A botanical garden of urban decay

This page will collect drawings, essays, and ideas for a proposed public space focusing on the botany and biology of decaying urban lots. Though often considered empty or unimportant compared to the “real” spaces of occupied and maintained buildings, margins have much to say about what they bound – they are definitely not empty.

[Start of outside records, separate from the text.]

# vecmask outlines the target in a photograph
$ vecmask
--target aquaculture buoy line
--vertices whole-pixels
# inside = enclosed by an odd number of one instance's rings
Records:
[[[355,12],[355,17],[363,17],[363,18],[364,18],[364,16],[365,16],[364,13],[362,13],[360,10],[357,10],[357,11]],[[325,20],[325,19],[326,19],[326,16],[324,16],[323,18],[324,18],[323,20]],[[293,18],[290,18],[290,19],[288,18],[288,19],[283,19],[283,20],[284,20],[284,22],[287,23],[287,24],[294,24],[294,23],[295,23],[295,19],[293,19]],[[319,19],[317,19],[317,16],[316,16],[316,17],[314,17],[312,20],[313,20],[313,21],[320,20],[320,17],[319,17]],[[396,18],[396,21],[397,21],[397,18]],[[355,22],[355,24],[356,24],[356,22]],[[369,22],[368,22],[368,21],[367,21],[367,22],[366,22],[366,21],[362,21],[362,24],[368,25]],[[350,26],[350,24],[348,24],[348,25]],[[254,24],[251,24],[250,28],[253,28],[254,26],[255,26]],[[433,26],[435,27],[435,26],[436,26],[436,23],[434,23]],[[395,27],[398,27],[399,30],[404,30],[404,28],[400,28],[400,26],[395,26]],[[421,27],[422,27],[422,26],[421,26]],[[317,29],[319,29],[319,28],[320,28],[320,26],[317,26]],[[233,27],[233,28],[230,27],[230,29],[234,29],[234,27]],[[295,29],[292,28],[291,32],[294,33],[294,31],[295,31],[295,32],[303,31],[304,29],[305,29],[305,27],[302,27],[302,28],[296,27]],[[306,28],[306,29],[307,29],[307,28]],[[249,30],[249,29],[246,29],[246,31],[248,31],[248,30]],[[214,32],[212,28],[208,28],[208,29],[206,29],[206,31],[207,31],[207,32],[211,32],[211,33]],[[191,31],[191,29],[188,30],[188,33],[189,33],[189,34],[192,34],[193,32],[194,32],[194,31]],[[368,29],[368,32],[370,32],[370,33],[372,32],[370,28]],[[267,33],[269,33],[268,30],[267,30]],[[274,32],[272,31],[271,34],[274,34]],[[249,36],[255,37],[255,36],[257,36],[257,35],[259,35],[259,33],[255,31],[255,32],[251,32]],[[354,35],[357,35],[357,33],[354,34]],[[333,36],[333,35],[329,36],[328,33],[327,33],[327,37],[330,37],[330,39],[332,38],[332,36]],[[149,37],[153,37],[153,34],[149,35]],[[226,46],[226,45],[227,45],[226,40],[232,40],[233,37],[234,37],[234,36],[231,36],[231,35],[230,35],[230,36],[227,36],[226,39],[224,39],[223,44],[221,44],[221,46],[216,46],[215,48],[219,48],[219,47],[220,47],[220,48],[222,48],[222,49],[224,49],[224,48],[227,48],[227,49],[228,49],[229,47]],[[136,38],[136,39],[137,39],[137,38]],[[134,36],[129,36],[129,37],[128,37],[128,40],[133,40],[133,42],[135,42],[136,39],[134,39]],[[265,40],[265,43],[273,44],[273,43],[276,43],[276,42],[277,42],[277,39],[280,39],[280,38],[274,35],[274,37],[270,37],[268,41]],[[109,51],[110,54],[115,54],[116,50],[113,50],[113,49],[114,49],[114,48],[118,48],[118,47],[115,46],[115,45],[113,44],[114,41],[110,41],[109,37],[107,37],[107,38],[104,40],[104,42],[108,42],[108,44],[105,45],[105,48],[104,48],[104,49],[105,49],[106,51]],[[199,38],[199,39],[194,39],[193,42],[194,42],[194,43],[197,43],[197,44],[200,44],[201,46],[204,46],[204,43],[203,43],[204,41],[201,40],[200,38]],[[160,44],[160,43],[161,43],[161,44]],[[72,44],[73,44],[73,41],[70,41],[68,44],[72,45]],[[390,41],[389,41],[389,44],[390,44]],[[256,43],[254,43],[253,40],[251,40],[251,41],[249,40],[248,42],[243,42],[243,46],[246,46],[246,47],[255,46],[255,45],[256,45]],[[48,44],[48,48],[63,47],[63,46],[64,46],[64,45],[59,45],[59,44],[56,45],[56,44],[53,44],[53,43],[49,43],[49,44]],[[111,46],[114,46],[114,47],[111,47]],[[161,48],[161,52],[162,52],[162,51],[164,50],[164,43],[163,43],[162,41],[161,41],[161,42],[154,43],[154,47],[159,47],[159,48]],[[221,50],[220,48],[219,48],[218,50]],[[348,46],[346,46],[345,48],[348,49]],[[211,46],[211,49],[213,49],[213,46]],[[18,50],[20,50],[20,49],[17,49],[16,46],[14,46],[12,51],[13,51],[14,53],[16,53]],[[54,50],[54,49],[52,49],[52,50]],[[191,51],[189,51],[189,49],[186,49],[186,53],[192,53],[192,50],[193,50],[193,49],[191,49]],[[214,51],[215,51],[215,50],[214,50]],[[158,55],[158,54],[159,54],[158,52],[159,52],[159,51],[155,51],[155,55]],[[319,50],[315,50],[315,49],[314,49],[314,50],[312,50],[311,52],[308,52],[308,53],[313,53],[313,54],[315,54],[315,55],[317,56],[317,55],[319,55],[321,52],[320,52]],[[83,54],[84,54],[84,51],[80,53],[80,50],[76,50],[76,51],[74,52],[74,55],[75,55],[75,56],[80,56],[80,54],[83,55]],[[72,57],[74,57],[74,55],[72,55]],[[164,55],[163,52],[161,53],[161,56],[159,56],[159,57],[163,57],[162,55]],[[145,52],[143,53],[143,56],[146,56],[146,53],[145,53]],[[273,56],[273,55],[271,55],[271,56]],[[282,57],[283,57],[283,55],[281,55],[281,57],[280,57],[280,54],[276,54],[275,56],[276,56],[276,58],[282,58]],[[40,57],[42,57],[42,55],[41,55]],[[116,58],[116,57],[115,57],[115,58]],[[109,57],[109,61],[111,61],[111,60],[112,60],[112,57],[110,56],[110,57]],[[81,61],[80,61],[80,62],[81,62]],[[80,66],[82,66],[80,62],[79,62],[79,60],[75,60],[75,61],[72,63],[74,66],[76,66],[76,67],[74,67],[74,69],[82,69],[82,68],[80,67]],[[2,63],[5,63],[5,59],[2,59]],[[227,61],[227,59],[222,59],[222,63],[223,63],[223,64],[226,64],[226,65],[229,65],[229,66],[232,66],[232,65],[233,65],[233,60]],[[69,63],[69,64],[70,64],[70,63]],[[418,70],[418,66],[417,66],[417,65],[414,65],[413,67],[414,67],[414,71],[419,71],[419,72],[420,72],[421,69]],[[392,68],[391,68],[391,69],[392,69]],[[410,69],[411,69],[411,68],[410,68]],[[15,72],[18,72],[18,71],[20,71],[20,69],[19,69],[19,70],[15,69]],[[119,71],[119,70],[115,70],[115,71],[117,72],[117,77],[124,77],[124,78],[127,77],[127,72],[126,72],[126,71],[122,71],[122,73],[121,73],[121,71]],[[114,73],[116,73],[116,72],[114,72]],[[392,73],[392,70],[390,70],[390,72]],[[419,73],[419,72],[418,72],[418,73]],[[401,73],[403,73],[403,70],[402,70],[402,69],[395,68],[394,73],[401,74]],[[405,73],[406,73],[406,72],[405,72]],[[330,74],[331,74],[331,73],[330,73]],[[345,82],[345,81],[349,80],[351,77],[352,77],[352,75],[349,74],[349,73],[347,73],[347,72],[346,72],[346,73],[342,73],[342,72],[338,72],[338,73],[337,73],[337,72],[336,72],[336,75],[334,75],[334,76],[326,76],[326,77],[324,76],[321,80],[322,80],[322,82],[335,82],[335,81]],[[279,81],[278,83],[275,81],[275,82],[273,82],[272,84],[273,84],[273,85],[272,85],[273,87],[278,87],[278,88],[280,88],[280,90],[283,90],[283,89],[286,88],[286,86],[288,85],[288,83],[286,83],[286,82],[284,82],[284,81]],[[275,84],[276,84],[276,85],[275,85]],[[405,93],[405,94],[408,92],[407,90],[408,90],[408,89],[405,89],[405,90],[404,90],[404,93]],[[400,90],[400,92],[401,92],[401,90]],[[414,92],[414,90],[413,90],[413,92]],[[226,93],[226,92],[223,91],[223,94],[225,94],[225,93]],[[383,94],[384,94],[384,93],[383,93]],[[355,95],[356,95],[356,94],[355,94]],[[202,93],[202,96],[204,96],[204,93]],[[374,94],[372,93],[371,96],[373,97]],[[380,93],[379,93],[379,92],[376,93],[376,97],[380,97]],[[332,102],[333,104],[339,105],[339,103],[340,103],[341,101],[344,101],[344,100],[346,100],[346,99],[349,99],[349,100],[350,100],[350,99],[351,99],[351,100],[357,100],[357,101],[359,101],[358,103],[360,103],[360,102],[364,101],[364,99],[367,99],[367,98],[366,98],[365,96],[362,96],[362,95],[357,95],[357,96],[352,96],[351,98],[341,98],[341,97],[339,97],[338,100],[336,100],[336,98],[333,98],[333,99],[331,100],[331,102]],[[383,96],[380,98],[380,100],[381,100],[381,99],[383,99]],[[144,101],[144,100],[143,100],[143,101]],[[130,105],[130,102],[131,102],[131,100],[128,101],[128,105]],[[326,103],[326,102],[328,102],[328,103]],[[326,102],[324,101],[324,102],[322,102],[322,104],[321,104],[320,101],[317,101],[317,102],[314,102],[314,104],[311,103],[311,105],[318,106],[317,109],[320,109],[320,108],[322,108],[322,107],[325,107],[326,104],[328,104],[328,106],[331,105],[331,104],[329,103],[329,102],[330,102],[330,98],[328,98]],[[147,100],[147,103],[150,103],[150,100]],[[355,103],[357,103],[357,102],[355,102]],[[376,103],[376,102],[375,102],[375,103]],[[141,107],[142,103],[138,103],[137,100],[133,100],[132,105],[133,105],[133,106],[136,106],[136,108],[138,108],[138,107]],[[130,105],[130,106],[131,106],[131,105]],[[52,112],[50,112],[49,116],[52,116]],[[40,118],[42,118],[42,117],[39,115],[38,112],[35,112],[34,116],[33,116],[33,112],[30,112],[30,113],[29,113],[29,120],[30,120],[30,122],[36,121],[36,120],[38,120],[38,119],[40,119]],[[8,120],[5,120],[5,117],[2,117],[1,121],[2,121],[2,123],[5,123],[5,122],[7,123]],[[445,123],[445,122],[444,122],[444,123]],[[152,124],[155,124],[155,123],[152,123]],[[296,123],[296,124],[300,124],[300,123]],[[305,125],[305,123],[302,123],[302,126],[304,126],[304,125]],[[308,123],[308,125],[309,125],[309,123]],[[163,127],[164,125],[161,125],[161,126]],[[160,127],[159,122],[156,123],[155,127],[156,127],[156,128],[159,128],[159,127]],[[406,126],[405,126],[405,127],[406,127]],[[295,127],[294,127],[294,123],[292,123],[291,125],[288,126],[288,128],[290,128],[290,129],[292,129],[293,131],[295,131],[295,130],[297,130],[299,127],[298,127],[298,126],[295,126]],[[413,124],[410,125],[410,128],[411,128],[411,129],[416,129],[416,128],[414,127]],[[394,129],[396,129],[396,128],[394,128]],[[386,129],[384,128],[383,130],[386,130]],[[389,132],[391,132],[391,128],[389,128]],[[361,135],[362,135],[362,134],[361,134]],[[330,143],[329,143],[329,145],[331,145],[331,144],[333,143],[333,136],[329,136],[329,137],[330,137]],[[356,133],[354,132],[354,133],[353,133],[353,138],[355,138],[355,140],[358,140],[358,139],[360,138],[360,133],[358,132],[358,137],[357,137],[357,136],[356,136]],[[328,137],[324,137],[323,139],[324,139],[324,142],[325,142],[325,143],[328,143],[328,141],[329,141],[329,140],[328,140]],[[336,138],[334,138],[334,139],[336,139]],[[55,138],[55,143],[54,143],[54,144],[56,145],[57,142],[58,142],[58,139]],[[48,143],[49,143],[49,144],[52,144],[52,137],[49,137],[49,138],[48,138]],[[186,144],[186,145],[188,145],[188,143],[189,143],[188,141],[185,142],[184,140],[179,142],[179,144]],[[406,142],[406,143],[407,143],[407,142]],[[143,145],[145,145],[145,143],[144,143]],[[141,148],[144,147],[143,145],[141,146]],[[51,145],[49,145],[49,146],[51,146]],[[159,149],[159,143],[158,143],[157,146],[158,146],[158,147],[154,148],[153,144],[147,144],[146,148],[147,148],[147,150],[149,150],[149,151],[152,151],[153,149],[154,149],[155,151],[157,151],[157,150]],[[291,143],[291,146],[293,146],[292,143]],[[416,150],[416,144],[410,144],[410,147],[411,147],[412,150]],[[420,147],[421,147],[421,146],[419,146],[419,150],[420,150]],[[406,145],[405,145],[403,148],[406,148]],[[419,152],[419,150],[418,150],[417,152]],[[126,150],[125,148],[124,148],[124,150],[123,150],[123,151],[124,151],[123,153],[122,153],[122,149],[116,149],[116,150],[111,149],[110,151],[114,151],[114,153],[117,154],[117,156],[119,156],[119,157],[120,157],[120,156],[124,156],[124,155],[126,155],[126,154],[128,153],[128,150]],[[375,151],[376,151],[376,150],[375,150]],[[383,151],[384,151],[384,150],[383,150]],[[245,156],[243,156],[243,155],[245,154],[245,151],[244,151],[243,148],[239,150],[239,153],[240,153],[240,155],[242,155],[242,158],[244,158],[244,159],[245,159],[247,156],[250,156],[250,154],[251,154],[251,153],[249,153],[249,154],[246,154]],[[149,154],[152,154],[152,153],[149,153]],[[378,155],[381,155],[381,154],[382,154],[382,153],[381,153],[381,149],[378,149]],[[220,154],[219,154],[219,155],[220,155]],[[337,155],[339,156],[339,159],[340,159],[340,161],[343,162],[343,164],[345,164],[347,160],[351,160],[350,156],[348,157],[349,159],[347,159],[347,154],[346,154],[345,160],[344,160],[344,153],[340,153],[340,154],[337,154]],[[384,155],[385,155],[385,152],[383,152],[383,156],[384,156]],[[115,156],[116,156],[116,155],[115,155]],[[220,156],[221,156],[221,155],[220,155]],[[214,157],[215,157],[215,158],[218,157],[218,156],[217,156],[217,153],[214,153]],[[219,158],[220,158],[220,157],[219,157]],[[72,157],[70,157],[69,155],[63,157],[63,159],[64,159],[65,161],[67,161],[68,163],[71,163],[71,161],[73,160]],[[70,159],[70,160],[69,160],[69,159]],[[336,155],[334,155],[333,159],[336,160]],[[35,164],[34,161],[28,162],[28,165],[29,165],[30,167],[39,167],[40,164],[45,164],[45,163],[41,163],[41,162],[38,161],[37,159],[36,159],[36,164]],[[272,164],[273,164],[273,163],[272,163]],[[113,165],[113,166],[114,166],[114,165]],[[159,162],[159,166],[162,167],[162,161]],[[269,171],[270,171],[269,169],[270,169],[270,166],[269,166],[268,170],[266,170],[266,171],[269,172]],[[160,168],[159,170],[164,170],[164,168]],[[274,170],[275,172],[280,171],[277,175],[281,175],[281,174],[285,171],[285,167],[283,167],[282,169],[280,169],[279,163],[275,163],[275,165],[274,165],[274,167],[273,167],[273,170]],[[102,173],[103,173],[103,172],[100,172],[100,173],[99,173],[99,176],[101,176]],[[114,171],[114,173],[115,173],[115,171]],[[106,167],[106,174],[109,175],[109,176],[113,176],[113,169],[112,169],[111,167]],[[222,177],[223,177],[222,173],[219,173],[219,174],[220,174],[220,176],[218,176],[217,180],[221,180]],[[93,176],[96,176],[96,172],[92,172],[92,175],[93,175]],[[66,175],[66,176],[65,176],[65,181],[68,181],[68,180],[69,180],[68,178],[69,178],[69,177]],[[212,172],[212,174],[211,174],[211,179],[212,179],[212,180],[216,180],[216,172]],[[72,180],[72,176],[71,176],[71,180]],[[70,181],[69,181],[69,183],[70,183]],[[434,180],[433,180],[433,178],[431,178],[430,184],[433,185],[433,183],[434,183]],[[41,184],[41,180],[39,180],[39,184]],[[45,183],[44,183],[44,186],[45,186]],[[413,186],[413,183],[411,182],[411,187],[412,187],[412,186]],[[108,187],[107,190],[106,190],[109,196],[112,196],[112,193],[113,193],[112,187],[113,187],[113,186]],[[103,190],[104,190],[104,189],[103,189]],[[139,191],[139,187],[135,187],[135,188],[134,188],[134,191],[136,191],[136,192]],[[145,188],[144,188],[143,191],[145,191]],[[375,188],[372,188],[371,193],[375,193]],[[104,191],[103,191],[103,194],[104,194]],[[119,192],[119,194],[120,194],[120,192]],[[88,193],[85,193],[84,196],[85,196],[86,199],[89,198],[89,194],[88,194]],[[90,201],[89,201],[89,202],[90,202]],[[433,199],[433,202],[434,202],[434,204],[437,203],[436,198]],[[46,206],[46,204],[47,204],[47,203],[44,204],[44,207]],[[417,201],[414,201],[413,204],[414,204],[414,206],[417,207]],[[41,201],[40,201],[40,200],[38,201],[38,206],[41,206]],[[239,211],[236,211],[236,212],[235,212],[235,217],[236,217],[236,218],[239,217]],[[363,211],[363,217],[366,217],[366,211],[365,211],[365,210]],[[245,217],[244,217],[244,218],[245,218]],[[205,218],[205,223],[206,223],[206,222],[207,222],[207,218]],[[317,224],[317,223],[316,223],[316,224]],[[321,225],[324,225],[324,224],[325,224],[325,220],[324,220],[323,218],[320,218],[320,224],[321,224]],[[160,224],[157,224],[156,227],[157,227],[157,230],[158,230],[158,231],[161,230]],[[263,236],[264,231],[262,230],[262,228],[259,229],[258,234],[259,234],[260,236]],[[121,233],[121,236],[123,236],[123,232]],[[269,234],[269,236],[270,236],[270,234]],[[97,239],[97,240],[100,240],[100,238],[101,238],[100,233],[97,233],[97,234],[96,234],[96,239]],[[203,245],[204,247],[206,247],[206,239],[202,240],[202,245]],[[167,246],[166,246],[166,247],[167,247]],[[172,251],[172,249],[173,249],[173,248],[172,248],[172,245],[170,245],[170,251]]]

This project stems from a long-standing interest I have in the nature of so-called “disturbed” environments. There are entire ecologies of plant and animal life, sometimes called “pioneer species,” that not only survive but thrive in places usually considered “dead” or “empty.” My goals in this project consist of the following:

  • First, to explore the history of botanical gardens as public spaces. Many contemporary gardens began life as private spaces, often for the wealthy, and were only later transferred into the public realm.
  • Second, an overview of the current situation of botanical gardens, particularly as devices of public pedagogy as well as recreation.
  • Third, the question of what particular botanical gardens prioritize in their organization and planning and why they might do so. That is, why does the Botanical Garden at the ABQ bio park here in Albuquerque have a conservatory dedicated to desert plants and a bed of xeric, or dry-weather plants?
  • Fourth and finally, a proposal for a botanical garden designed and organized to demonstrate the variety and richness of seemingly “dead” marginal environments. I intend this suggestion quite literally, not just as a thought experiment. (Although scraping together the money for it might take some time.

As I work on this project I will make my findings available on this page.